Namun demikian, baru-baru ini penulis menemukan buku yang sedikit mengupas tentang akhir hayat Raden Husain, buku tersebut merupakan karya Prof Agus Aris Munandar dkk, yang mana dalam buku yang berjudul “ Cimanuk Perspektif Arkeologi, Sejarah dan Budaya” itu didalamnya disebutkan bahwa:
Setelah kekalahan Majapahit oleh Demak Adipati Terung untuk kemudian melairkan diri ke Cimanuk wilayah kerajaan Sunda (Sekarang Indramayu) di Cimanuk Adipati terung kemudian menikah dengan seorang wanita asli penduduk Cimanuk (tidak disebutkan namanya).
Dari perkawinannya dengan wanita Sunda ini kemudian Adipati Terung memiliki anak, dan keturunanya kemudian sekarang masih tersebar di wilayah Indramayu. Adapun silisalah keturunan Adipati Terung adalah sebagai berikut:
1. Raden Husain (Adipati Terung)
2. Ki Gede Baludan
3. Banjaran Sari
4. Ki Lodak (Pengajang)
5. Menjangan Abang (Ki Gede Paoman)
Menjangan abang yang kelak menjadi penguasa di Paoman itu diceritakan sebagai keturunan dari Raden Husain, Paoman sekrang merupakah sebuah desa yang berada di Pusat Kota Indramayu yang dahulu merupakan tempat tinggal para pegawai Pelabuhan Cimanuk masa kerajaan Sunda, Paoman sendiri berasal dari kata Umah/Omah (Rumah) yang bermaksud perumahan.
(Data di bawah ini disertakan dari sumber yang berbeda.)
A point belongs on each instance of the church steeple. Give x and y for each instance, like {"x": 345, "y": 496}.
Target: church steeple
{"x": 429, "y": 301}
Meskipun dalam buku karya Prof Agus Aris Munandar dkk (2016: 62-63) dinyatakan bahwa akhir hayat dari Adipati Terung berakhir di Cimanuk, akan tetapi tidak ditemukan makam atau pusara dari Adipati Terung di Indramayu.
Dan setelah penulis melakukan penelusuran situs Makam di Terung, ternyata didapat bahwa di bekas ke Adipatian Terung tepatnya di Kab Sidoarjo Jawa Timur terdapat situs makam yang diyakini sebagai makan dari Raden Husain atau Adipati Terung.
Makam Adipati Terung di Bekas Keadipatian Terung, Kab Sidoarjo |
Apakah makam tersebut benar-benar makam Raden Husain atau tidak memang perlu penelitian lebih lanjut, mengingat Adipati Terung tentunya bukan hanya Raden Husaian saja melainkan banyak.